Pada layanan konsumsi, hingga saat ini 2.782.118 box makanan telah didistribusikan kepada jemaah Indonesia. Rinciannya, 2.129.003 box di Madinah dan 653.115 box di Makkah.
Layanan transportasi Bus Shalawat di Makkah juga terus beroperasi dengan 17 rute dan total 969 trip. Layanan ini melayani mobilitas jemaah dari hotel menuju Masjidil Haram dan kembali ke hotel.
“Layanan transportasi, khususnya Bus Shalawat, menjadi salah satu layanan vital karena mendukung mobilitas harian jemaah. Kami terus mengingatkan jemaah agar tertib, mengenali rute bus, dan selalu mengikuti arahan petugas,” lanjut Ichsan.
Dari sisi kesehatan, hingga saat ini 170 jemaah tercatat dirujuk ke Klinik Kesehatan Haji Indonesia (KKHI), 352 jemaah dirujuk ke Rumah Sakit Arab Saudi, dan 77 jemaah masih menjalani perawatan. Kemenhaj juga mengingatkan jemaah agar disiplin menjaga kesehatan di tengah suhu Madinah dan Makkah yang berkisar 38 hingga 42 derajat Celsius.
“Jemaah kami imbau untuk mengatur aktivitas ibadah sesuai kemampuan, memperbanyak minum air, menggunakan pelindung diri, dan segera melapor apabila mengalami gangguan kesehatan. Menjaga kesehatan adalah bagian penting dari kesiapan menuju puncak haji,” tegas Ichsan.
Terkait data jemaah wafat, hingga 8 Mei 2026 tercatat 20 jemaah wafat di Arab Saudi. Kemenhaj menyampaikan duka cita mendalam dan memastikan seluruh hak layanan jemaah wafat terpenuhi sesuai prosedur.

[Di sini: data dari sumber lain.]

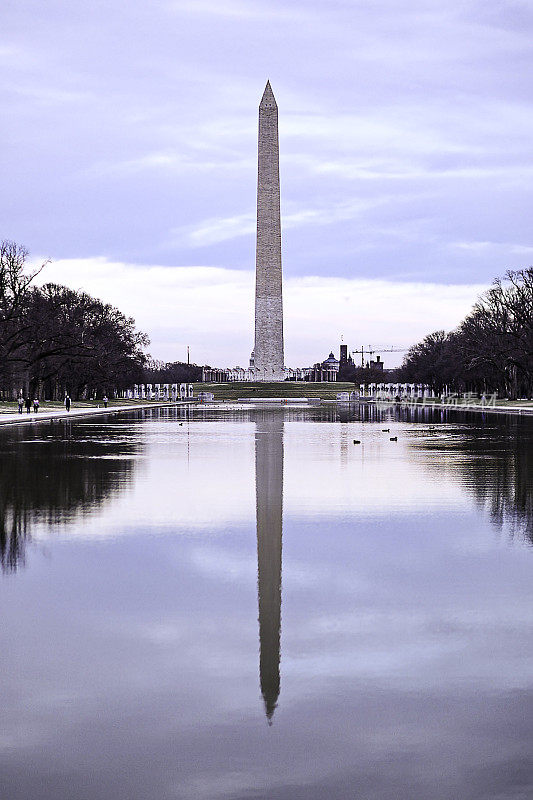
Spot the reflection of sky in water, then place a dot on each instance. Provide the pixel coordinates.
(130, 663)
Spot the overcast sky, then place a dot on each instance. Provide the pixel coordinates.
(129, 158)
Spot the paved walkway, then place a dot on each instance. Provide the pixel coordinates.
(62, 414)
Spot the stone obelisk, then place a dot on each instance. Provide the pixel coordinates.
(268, 350)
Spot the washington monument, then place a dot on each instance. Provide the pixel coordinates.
(268, 349)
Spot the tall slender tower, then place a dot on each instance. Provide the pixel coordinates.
(268, 348)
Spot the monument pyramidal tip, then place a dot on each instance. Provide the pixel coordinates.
(268, 348)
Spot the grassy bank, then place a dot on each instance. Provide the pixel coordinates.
(233, 391)
(10, 406)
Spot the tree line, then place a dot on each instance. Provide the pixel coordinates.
(54, 339)
(490, 351)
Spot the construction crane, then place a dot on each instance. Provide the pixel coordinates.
(371, 350)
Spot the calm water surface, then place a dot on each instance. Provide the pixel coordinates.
(242, 603)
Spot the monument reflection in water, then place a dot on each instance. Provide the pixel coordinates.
(269, 515)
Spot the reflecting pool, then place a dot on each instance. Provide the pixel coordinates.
(241, 602)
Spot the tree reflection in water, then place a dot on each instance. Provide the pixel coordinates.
(493, 456)
(51, 472)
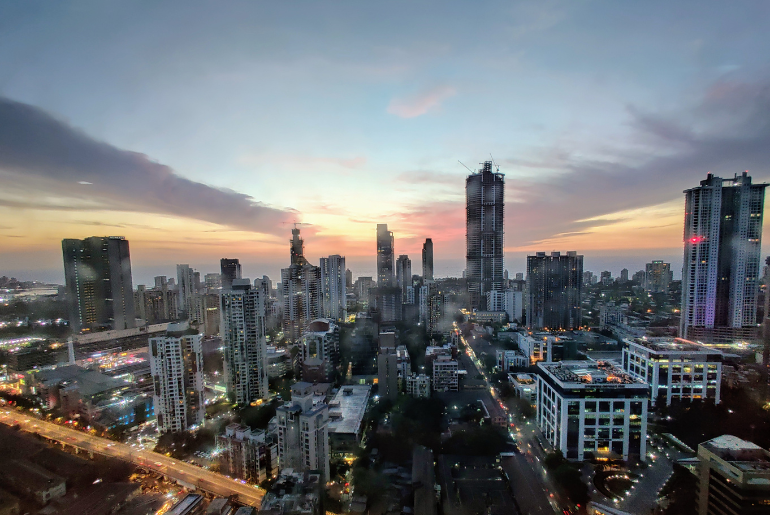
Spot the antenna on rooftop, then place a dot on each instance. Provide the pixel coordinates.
(465, 166)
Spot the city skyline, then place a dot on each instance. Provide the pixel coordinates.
(598, 167)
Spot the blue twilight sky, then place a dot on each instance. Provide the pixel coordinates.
(201, 130)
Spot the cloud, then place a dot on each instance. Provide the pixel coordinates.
(726, 131)
(43, 155)
(420, 103)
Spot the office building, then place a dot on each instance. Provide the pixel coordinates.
(303, 432)
(592, 407)
(657, 277)
(346, 415)
(720, 276)
(301, 291)
(445, 374)
(98, 285)
(485, 200)
(427, 260)
(333, 289)
(243, 309)
(176, 364)
(385, 261)
(245, 453)
(418, 385)
(230, 270)
(404, 275)
(675, 368)
(733, 477)
(319, 351)
(554, 283)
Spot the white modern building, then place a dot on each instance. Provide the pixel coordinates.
(303, 432)
(592, 407)
(445, 374)
(720, 275)
(176, 365)
(675, 368)
(418, 385)
(333, 290)
(243, 335)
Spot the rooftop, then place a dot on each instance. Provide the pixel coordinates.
(573, 373)
(347, 408)
(674, 346)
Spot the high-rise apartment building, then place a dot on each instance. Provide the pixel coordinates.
(720, 275)
(303, 432)
(404, 275)
(427, 260)
(301, 291)
(189, 301)
(657, 277)
(230, 270)
(333, 289)
(733, 477)
(485, 200)
(176, 364)
(243, 311)
(385, 261)
(97, 274)
(554, 283)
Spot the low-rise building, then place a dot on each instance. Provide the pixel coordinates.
(592, 407)
(525, 386)
(733, 477)
(537, 348)
(418, 385)
(346, 415)
(248, 454)
(32, 481)
(294, 493)
(675, 368)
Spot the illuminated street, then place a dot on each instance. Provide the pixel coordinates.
(188, 475)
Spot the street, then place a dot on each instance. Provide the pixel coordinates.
(190, 475)
(530, 484)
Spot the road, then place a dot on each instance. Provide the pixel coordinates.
(531, 487)
(170, 467)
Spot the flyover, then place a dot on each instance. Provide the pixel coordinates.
(187, 474)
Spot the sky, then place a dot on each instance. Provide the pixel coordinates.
(202, 130)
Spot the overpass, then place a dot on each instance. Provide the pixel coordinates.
(185, 473)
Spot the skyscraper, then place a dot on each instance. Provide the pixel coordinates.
(657, 277)
(189, 300)
(720, 274)
(230, 270)
(385, 276)
(303, 432)
(243, 311)
(554, 284)
(403, 275)
(97, 274)
(485, 199)
(427, 260)
(176, 364)
(301, 291)
(333, 289)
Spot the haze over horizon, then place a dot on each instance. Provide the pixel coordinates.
(206, 133)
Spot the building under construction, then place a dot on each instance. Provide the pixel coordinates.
(485, 202)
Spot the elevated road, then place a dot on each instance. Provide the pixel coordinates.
(186, 473)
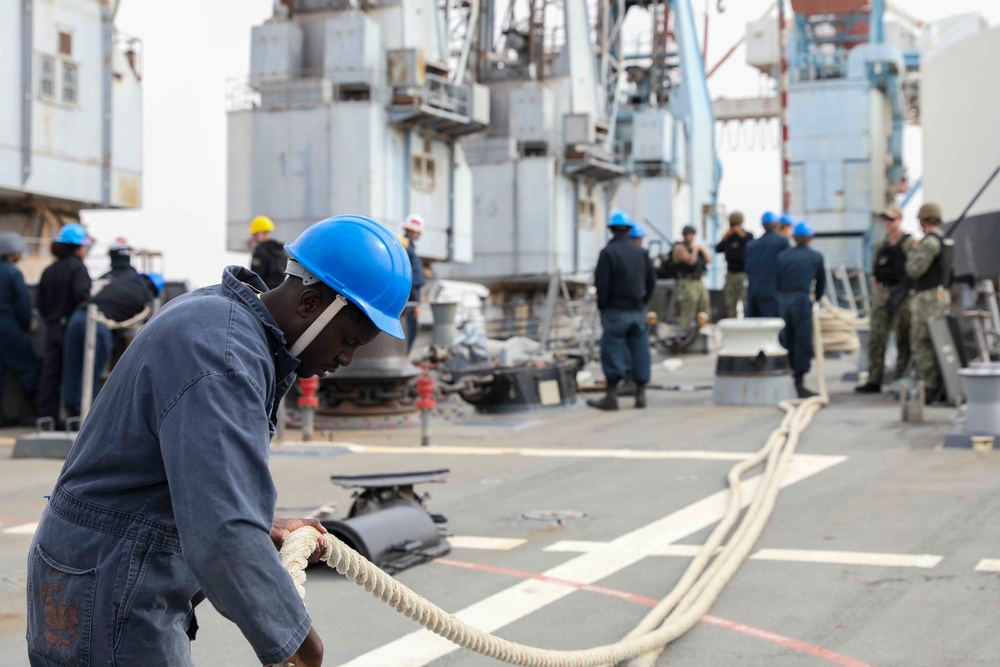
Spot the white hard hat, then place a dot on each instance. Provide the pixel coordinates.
(414, 223)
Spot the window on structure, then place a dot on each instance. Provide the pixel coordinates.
(422, 168)
(69, 83)
(65, 44)
(47, 77)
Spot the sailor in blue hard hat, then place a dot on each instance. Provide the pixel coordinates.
(624, 280)
(64, 285)
(169, 474)
(761, 255)
(798, 270)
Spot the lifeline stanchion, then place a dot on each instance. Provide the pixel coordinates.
(681, 610)
(89, 352)
(94, 317)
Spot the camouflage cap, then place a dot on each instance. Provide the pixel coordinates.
(929, 212)
(892, 213)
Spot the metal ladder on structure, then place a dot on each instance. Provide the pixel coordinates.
(847, 287)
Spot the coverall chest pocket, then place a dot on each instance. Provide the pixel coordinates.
(60, 610)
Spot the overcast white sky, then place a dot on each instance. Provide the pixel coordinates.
(191, 47)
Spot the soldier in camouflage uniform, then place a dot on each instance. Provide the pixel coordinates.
(890, 302)
(926, 265)
(734, 245)
(691, 261)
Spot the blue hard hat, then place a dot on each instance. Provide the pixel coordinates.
(620, 218)
(158, 282)
(803, 228)
(73, 234)
(362, 261)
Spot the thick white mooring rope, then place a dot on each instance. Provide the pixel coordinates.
(682, 609)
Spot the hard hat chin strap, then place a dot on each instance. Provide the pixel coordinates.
(310, 334)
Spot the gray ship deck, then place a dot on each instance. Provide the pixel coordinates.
(870, 557)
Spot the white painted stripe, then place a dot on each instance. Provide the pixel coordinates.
(988, 565)
(458, 450)
(421, 647)
(21, 529)
(574, 546)
(925, 561)
(485, 543)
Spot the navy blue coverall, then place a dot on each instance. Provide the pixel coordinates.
(16, 354)
(166, 497)
(64, 285)
(797, 269)
(761, 258)
(625, 280)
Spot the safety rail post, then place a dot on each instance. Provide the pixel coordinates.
(89, 353)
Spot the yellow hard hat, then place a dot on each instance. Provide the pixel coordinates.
(261, 223)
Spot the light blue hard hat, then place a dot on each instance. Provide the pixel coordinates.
(362, 261)
(158, 281)
(803, 228)
(620, 218)
(73, 234)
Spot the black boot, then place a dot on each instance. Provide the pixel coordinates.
(800, 388)
(933, 396)
(640, 395)
(610, 400)
(28, 416)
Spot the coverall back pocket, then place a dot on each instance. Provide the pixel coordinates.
(60, 609)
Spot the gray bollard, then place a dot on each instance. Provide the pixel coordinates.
(445, 329)
(981, 415)
(752, 368)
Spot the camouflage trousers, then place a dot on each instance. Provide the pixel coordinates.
(882, 323)
(692, 298)
(924, 306)
(735, 290)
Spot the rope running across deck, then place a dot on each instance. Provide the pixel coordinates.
(692, 597)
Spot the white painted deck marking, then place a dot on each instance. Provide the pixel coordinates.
(988, 565)
(925, 561)
(485, 543)
(496, 611)
(459, 450)
(21, 529)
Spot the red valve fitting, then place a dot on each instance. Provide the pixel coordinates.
(425, 391)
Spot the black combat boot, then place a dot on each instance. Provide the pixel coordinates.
(640, 395)
(610, 400)
(934, 396)
(800, 388)
(28, 416)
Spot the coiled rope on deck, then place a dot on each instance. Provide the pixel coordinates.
(692, 597)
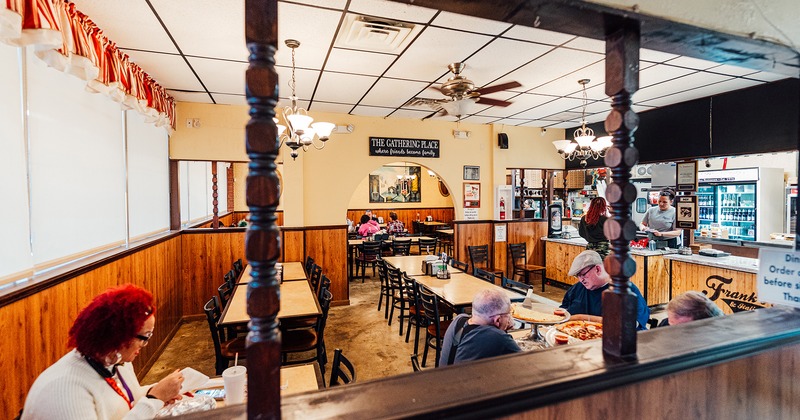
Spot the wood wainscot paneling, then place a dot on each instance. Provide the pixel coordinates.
(327, 245)
(732, 290)
(473, 233)
(206, 255)
(36, 327)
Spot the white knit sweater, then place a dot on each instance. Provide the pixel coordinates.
(71, 389)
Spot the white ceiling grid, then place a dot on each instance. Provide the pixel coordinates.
(195, 49)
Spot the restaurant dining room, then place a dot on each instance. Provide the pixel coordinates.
(399, 209)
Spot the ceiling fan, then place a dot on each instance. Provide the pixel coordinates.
(461, 94)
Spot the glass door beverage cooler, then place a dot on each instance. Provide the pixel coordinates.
(740, 204)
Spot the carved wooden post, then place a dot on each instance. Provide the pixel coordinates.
(262, 242)
(622, 80)
(214, 196)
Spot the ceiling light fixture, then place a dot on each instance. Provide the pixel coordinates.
(301, 131)
(585, 145)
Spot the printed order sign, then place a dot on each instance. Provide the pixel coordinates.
(385, 146)
(779, 277)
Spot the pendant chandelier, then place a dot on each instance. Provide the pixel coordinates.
(585, 145)
(300, 129)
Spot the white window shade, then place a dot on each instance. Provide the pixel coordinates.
(148, 177)
(15, 251)
(76, 167)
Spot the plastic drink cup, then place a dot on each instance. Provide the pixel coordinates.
(235, 380)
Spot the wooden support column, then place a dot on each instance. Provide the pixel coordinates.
(262, 241)
(622, 80)
(214, 196)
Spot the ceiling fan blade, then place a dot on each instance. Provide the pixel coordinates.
(493, 102)
(497, 88)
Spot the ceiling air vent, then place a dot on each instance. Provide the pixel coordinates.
(374, 34)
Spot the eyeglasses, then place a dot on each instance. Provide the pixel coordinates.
(145, 338)
(584, 272)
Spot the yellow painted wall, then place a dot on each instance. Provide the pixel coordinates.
(320, 185)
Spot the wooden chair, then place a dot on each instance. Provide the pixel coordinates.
(308, 339)
(428, 246)
(517, 287)
(368, 254)
(479, 258)
(224, 350)
(436, 327)
(518, 255)
(401, 247)
(415, 363)
(385, 294)
(340, 376)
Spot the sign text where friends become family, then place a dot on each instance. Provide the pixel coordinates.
(387, 146)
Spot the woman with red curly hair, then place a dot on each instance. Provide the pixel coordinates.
(591, 226)
(96, 380)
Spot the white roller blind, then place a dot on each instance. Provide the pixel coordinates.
(148, 176)
(76, 166)
(15, 250)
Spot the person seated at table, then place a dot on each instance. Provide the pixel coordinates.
(95, 380)
(584, 300)
(395, 226)
(368, 226)
(483, 334)
(690, 306)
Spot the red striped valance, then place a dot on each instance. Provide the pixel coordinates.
(69, 41)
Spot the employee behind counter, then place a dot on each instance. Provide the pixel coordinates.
(660, 221)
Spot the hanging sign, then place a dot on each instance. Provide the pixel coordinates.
(389, 146)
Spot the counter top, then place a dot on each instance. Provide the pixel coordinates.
(633, 251)
(748, 265)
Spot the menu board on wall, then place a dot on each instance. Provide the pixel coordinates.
(389, 146)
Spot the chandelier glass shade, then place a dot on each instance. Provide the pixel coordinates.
(585, 145)
(299, 129)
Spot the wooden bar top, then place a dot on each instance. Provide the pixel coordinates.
(297, 300)
(412, 264)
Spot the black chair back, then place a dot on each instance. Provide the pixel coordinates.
(342, 371)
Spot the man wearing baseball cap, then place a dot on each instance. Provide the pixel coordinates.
(586, 296)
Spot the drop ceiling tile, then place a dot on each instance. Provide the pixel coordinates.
(526, 33)
(341, 87)
(660, 73)
(392, 92)
(655, 56)
(692, 63)
(411, 113)
(692, 81)
(425, 59)
(553, 65)
(470, 23)
(170, 71)
(358, 62)
(767, 77)
(392, 10)
(331, 107)
(139, 29)
(587, 44)
(489, 65)
(203, 27)
(197, 97)
(372, 111)
(225, 99)
(305, 80)
(550, 108)
(220, 76)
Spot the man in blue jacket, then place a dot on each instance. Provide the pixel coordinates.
(586, 296)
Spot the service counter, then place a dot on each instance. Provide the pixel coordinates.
(651, 277)
(730, 282)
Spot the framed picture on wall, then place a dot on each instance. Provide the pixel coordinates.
(472, 194)
(472, 173)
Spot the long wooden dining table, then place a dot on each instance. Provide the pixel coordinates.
(292, 271)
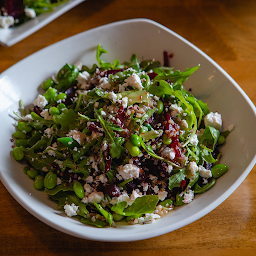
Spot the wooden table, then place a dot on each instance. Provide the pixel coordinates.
(226, 31)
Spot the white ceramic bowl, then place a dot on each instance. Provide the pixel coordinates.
(148, 40)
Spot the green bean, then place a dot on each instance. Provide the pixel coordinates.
(200, 190)
(148, 126)
(50, 180)
(32, 173)
(21, 142)
(179, 199)
(19, 135)
(133, 150)
(135, 139)
(78, 189)
(25, 169)
(47, 83)
(218, 170)
(50, 94)
(61, 106)
(54, 111)
(160, 107)
(39, 182)
(166, 139)
(18, 153)
(221, 140)
(22, 126)
(61, 96)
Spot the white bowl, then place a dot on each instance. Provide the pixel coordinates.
(148, 40)
(11, 36)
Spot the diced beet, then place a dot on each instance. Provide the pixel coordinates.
(112, 72)
(111, 190)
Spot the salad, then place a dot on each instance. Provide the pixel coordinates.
(16, 12)
(119, 142)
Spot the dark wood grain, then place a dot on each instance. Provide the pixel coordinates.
(225, 30)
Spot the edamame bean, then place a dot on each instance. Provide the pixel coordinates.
(148, 126)
(19, 135)
(22, 126)
(21, 142)
(61, 96)
(18, 153)
(54, 111)
(32, 173)
(50, 94)
(50, 180)
(25, 169)
(39, 182)
(47, 83)
(135, 139)
(218, 170)
(179, 199)
(166, 139)
(78, 189)
(221, 140)
(133, 150)
(61, 106)
(160, 107)
(200, 190)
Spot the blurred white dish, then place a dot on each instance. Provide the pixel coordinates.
(11, 36)
(147, 39)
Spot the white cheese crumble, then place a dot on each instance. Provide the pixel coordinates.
(128, 171)
(29, 12)
(71, 210)
(6, 21)
(168, 153)
(204, 172)
(188, 197)
(40, 101)
(213, 120)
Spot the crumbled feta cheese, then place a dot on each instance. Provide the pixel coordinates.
(194, 140)
(28, 117)
(77, 135)
(40, 101)
(124, 102)
(71, 210)
(6, 21)
(168, 153)
(45, 114)
(193, 168)
(162, 194)
(30, 13)
(128, 171)
(204, 172)
(213, 120)
(188, 197)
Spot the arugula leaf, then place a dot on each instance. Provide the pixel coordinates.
(175, 179)
(68, 119)
(116, 149)
(57, 189)
(142, 205)
(107, 215)
(210, 136)
(161, 88)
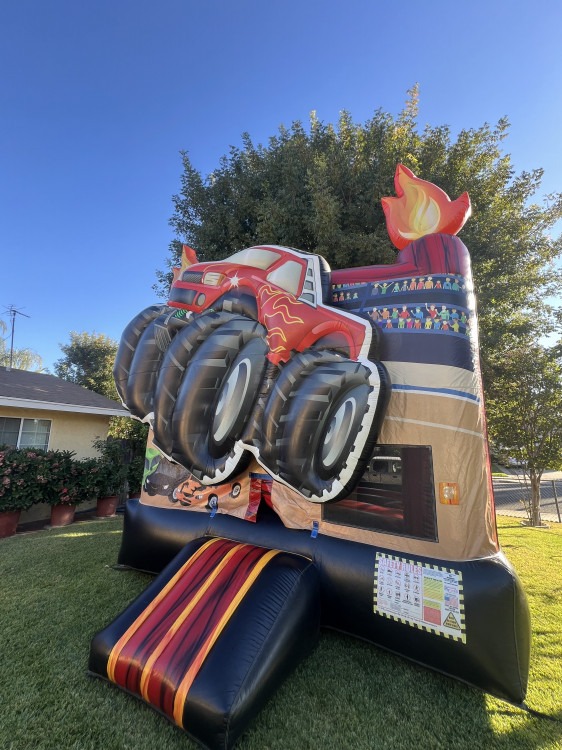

Kementerian Haji dan Umrah juga mengapresiasi seluruh petugas haji Indonesia yang terus bekerja siang dan malam melayani jemaah, serta para jemaah yang tetap tertib, disiplin, dan mematuhi arahan petugas. Ichsan menegaskan, pelayanan yang ramah bagi lansia, disabilitas, dan perempuan bukan sekadar slogan.
“Haji ramah lansia, disabilitas, dan perempuan bukan sekadar slogan, tetapi komitmen pelayanan yang terus kami wujudkan di lapangan,” tutup Ichsan.